Has anyone owned (or know anything about) a Cimarron trailer brand. I have been looking for sometime to upgrade but havent because of payments and what not. But I recently found what I have been looking for in the cimarron brand and was just wondering how well they hold up compared to a sundowner, featherlite, etc... 

The trailer Im looking at is a 2007 3 horse slant, it was used as a Demo trailer (hauled to different shows) and has never actually hauled horses. 

Here are a couple of pics


----------



## LauraB (Nov 11, 2008)

From what I have seen Cimarrons are very nice. The brand used to be called Cherokee. What is the price on that? I bought a Blue Ribbon in 07' that is a four horse w/ 6' lq. Blue Ribbon Trailers | Living Quarters Horse Trailers: SS/XT LQ Wide I was one of the first people to buy one and have the living quarters put in it. It actually looks like they copied the design of my living quarters for the trailer in the pictures. I saved some money since it was a new brand.


----------



## Angel_Leaguer (Jun 13, 2008)

They didnt have a price listed so I contacted this weekend and I am hoping to hear back soon. We dont have many Blue ribbon trailers around here... thinking because the closest dealership is in Ohio.

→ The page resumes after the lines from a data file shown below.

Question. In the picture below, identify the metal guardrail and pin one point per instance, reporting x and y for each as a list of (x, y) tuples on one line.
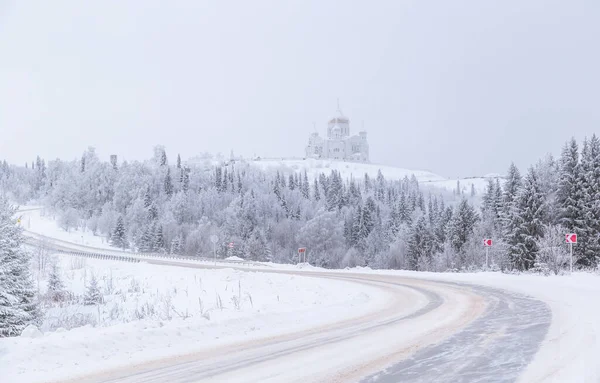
[(69, 248)]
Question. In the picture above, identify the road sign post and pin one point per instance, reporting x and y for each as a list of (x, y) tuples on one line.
[(487, 243), (214, 239), (571, 238)]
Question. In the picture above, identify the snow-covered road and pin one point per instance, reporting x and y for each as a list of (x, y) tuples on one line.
[(484, 327), (430, 331)]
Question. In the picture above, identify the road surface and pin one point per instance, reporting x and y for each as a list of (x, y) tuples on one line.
[(429, 332)]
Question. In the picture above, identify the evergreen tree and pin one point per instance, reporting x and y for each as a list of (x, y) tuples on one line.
[(168, 183), (18, 306), (218, 178), (380, 190), (305, 188), (93, 296), (528, 225), (146, 244), (420, 245), (588, 196), (461, 225), (119, 235), (316, 192), (240, 184), (152, 212), (404, 211), (186, 179), (367, 183), (56, 287), (147, 198), (334, 196), (159, 239)]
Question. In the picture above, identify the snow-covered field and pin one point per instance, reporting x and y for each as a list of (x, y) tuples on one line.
[(38, 220), (155, 311), (280, 303)]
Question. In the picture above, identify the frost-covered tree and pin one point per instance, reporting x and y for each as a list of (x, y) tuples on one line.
[(323, 237), (168, 184), (553, 253), (528, 223), (93, 296), (420, 246), (461, 226), (18, 303), (119, 235), (56, 287)]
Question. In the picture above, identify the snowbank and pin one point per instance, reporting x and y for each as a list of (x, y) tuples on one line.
[(152, 312)]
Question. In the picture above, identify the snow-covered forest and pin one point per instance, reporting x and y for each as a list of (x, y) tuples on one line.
[(164, 205)]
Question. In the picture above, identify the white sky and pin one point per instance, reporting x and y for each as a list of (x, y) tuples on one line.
[(456, 87)]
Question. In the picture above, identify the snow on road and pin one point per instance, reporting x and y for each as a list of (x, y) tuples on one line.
[(162, 311), (570, 351)]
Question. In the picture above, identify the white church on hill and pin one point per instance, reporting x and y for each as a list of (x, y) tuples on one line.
[(339, 144)]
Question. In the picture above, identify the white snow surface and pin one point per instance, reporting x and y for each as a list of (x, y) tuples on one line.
[(571, 350), (152, 312), (37, 220)]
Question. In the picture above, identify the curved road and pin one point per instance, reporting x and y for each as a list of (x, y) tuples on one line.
[(429, 332)]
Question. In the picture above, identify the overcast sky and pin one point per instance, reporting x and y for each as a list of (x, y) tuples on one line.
[(460, 88)]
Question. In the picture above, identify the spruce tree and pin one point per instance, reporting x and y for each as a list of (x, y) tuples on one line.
[(186, 179), (168, 183), (177, 245), (420, 245), (461, 225), (528, 225), (334, 195), (588, 195), (119, 235), (18, 304), (147, 198), (159, 239), (305, 187), (56, 287), (93, 296)]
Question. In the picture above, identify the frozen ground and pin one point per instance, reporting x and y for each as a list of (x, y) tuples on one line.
[(155, 312), (569, 351), (38, 220)]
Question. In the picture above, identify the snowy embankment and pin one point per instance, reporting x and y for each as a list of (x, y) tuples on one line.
[(152, 312)]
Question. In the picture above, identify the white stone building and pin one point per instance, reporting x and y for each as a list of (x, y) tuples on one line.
[(339, 144)]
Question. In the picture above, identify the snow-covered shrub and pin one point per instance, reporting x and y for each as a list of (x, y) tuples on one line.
[(69, 219), (93, 296)]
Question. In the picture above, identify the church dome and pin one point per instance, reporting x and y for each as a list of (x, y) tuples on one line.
[(339, 118)]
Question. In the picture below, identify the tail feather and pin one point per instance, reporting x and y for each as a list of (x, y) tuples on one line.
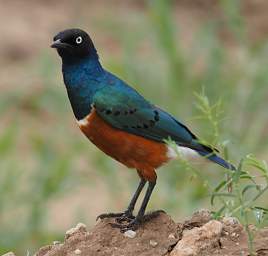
[(218, 160)]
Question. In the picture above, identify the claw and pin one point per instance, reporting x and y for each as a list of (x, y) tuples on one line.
[(109, 215), (133, 225), (119, 217)]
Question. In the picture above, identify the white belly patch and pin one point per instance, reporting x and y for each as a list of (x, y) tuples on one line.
[(83, 122), (183, 152)]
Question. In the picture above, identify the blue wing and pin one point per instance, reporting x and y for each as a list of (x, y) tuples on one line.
[(125, 109)]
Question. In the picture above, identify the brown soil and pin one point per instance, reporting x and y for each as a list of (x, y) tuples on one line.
[(162, 236)]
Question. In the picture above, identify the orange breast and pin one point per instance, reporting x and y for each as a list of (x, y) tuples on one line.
[(131, 150)]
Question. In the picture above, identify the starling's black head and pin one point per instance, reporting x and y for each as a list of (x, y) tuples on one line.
[(73, 45)]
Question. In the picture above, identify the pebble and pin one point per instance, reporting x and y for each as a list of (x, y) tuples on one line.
[(77, 252), (9, 254), (79, 227), (153, 243), (171, 236), (130, 233)]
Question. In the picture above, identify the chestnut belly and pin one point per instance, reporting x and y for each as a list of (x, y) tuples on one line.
[(129, 149)]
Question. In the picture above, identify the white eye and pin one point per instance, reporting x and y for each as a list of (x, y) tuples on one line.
[(79, 40)]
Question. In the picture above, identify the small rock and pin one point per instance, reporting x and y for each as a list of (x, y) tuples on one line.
[(230, 221), (79, 227), (130, 233), (197, 239), (9, 254), (153, 243), (171, 236), (77, 252)]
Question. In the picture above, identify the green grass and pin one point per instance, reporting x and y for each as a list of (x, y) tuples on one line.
[(223, 101)]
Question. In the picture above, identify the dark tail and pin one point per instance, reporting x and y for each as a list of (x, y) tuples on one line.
[(218, 160)]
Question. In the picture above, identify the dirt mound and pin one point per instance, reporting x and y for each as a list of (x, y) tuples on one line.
[(199, 235)]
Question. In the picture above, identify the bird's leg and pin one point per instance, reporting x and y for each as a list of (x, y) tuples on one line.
[(133, 224), (128, 213)]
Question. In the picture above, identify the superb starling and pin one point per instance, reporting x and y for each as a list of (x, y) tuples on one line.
[(122, 123)]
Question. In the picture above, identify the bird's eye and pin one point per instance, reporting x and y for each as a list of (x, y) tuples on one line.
[(79, 40)]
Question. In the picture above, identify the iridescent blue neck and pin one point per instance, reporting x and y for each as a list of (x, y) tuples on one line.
[(82, 79)]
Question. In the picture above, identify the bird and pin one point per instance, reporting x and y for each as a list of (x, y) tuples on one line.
[(122, 123)]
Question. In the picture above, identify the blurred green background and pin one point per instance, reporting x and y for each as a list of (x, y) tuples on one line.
[(51, 177)]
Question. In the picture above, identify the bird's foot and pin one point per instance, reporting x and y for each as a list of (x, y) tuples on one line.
[(136, 222), (119, 217), (133, 225)]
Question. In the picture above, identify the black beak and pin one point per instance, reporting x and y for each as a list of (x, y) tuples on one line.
[(57, 44)]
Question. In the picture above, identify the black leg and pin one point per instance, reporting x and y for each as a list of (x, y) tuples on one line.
[(136, 196), (140, 216), (128, 214), (146, 199)]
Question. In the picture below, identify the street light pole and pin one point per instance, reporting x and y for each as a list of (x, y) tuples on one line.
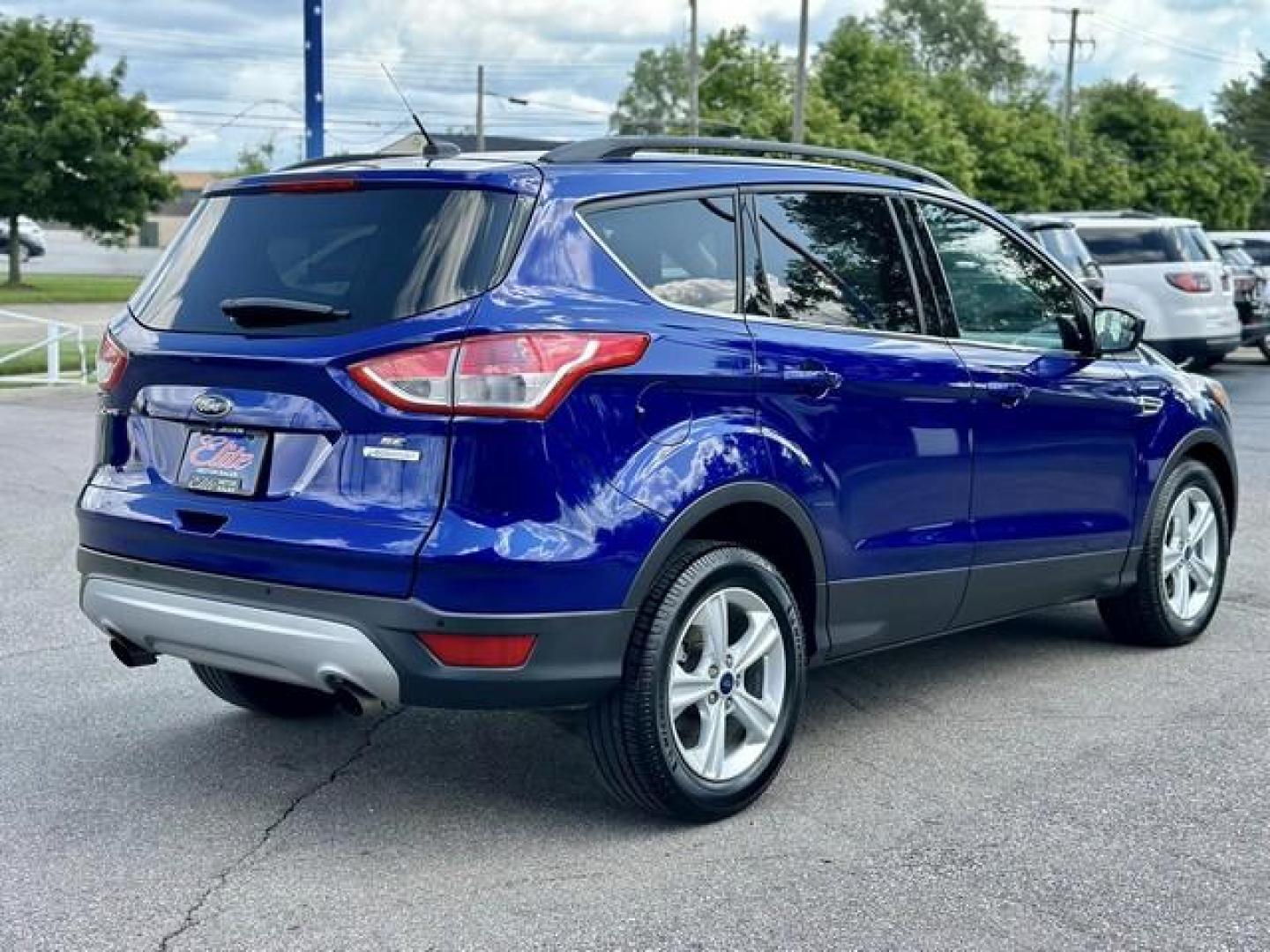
[(800, 79), (314, 106), (481, 108), (693, 108)]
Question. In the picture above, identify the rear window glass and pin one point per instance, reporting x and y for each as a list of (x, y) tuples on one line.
[(1157, 244), (1237, 257), (376, 254), (1258, 250), (683, 251)]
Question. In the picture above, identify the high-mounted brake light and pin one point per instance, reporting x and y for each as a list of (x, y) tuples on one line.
[(522, 375), (314, 185), (1191, 282), (111, 362), (478, 651)]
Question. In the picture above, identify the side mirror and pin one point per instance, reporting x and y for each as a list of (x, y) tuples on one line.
[(1117, 331)]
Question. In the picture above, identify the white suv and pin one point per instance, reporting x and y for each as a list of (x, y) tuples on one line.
[(1168, 271)]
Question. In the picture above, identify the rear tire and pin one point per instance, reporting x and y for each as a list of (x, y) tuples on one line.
[(262, 695), (1183, 565), (712, 687)]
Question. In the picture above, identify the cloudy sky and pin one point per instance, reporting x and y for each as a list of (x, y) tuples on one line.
[(228, 72)]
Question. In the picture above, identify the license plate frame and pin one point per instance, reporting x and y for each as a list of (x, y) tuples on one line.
[(225, 462)]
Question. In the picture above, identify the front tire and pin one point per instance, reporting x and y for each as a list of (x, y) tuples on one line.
[(1183, 564), (712, 687), (263, 695)]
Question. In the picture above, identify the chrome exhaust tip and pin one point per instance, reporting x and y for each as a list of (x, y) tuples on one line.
[(131, 655), (355, 703)]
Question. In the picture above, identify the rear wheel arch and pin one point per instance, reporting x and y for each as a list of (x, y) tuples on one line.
[(765, 519)]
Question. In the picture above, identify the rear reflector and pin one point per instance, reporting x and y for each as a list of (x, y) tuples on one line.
[(478, 651), (498, 375), (111, 362), (1191, 282)]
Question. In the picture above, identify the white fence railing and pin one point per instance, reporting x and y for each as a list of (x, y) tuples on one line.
[(55, 333)]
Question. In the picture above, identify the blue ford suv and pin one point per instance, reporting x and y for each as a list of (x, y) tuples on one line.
[(641, 426)]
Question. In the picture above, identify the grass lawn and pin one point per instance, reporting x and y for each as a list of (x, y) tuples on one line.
[(34, 361), (68, 290)]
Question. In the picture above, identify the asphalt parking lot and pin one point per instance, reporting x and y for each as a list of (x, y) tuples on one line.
[(1027, 786)]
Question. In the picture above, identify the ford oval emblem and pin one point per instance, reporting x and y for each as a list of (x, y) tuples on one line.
[(213, 405)]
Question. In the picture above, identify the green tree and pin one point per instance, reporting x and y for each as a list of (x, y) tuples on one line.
[(72, 146), (1183, 164), (885, 103), (955, 36), (1021, 153), (744, 89), (1244, 115)]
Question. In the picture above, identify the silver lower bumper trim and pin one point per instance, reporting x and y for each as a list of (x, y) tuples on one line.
[(296, 649)]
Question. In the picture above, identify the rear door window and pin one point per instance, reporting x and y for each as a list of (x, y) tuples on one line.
[(376, 256), (683, 251), (1065, 247), (834, 258), (1259, 250), (1195, 244)]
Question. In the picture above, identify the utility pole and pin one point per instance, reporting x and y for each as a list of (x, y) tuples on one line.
[(481, 108), (314, 106), (693, 108), (800, 78), (1073, 42)]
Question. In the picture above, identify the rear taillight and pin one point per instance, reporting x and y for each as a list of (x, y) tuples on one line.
[(1191, 282), (501, 375), (111, 361)]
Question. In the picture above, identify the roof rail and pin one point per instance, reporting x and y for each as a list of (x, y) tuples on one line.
[(1113, 213), (596, 150)]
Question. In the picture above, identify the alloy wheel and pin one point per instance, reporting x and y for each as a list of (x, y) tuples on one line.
[(727, 683), (1192, 556)]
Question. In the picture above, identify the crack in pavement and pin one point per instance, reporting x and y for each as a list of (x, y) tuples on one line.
[(190, 917)]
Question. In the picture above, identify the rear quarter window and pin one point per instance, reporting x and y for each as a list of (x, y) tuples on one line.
[(684, 250), (378, 254)]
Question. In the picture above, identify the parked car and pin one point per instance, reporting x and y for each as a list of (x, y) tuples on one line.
[(1251, 297), (1255, 242), (29, 234), (1168, 271), (643, 433), (1059, 238)]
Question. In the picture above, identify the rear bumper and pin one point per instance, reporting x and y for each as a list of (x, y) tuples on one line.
[(320, 639), (1181, 349)]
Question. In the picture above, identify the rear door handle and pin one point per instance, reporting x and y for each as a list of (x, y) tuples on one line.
[(1009, 395), (811, 378)]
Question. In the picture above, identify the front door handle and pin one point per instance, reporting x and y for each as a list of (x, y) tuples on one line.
[(1009, 395), (811, 378)]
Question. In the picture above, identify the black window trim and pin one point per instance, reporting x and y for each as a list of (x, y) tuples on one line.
[(1081, 294), (600, 205), (892, 196)]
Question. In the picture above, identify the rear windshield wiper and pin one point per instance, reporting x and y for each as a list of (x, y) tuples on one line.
[(277, 311)]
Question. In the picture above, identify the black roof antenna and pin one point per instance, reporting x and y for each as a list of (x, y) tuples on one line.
[(430, 147)]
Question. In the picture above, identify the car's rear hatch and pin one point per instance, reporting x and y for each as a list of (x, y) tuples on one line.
[(234, 441)]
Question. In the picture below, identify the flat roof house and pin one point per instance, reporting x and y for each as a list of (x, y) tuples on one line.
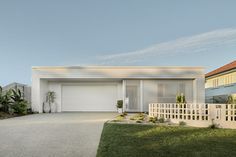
[(97, 88), (221, 83)]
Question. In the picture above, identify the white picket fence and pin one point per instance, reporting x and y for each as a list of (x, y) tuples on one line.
[(200, 115)]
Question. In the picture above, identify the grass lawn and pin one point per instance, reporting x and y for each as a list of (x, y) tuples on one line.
[(127, 140)]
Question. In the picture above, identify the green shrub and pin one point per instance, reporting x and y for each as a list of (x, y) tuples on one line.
[(180, 98), (152, 119), (161, 120), (120, 118), (119, 104), (139, 116), (20, 107), (138, 121), (182, 123), (213, 125)]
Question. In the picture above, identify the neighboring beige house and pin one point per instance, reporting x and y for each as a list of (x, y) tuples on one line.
[(221, 83), (25, 89), (97, 88)]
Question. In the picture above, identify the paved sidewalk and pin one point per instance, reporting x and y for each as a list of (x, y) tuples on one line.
[(52, 135)]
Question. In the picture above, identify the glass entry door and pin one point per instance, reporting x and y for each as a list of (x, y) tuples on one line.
[(133, 96)]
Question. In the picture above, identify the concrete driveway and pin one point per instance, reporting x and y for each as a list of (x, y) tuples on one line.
[(52, 135)]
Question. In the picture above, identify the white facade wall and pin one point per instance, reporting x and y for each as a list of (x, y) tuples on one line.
[(46, 79)]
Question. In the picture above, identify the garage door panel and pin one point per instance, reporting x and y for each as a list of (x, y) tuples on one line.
[(89, 97)]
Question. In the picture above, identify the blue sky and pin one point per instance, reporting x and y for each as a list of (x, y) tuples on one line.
[(112, 32)]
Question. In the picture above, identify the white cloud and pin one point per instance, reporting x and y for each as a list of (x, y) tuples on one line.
[(193, 44)]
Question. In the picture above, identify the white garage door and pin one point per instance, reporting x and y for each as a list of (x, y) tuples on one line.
[(89, 97)]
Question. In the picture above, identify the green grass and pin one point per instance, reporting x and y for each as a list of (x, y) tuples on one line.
[(126, 140)]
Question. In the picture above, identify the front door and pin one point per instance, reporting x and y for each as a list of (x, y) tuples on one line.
[(132, 97)]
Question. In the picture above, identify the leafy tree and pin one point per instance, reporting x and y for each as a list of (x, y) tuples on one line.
[(5, 100), (19, 105)]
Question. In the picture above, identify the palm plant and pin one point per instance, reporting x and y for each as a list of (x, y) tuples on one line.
[(180, 98), (17, 96), (5, 100), (19, 105), (231, 99)]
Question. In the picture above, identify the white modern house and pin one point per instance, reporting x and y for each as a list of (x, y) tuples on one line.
[(97, 88)]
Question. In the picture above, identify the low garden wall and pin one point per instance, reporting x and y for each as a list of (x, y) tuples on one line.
[(200, 115)]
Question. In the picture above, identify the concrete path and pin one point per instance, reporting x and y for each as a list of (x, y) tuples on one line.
[(52, 135)]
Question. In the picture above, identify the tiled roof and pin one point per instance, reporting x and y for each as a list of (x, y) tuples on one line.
[(224, 68)]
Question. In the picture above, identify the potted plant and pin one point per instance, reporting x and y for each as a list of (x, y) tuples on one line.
[(50, 105), (180, 99), (119, 106)]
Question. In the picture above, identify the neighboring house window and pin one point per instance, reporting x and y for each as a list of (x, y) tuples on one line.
[(215, 82), (182, 88)]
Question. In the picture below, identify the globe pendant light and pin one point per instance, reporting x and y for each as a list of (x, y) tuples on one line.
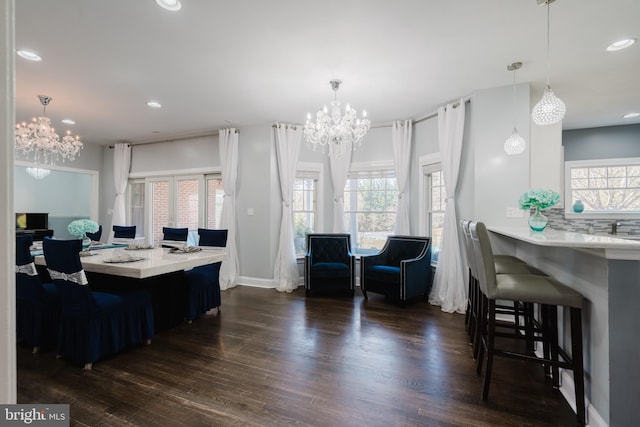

Do you mount your cart on top of your trailer then? I have been trying to throw around a few ideas for that since I will be losing my box on my truck if I get a gooseneck. Im not set on anything fully yet but I know what I have to have in order to purchase and a lot depends on what I can get financed for. If I cant get what I want then I will just hold off till I can... the stock trailer isnt the greatest thing but it does get me from point A to point B

Thanks for you input


----------



## LauraB (Nov 11, 2008)

Yep, I had a hay rack put on and m cart travels out there. It is a pain gettign it up and down and I always have to recruit people at the show to help me. Another option is a rack that goes on the back of your trailer. I will find the link for you when I get home from work.


----------



## Angel_Leaguer (Jun 13, 2008)

LauraB said:


> Yep, I had a hay rack put on and m cart travels out there. It is a pain gettign it up and down and I always have to recruit people at the show to help me. Another option is a rack that goes on the back of your trailer. I will find the link for you when I get home from work.


If you could get me the web site that would be great!!! A few years ago I saw that going down the road and when asking some dealerships they give the "I have no idea what you are talking about" look. 

I think we are going to go to the Featherlite dealership this weekend and check some trailers out. They have some 2007 and 2008 models that they are trying to move out... but Im not looking to buy this weekend, just get a feel for what is out there.

thanks again!!!


----------



## LauraB (Nov 11, 2008)

Here is the website hauling carts Dayton, Ohio Wow my spelling was terrible at work but I was in a hurry.


----------



## Angel_Leaguer (Jun 13, 2008)

thanks for the link!!! something to look into.


----------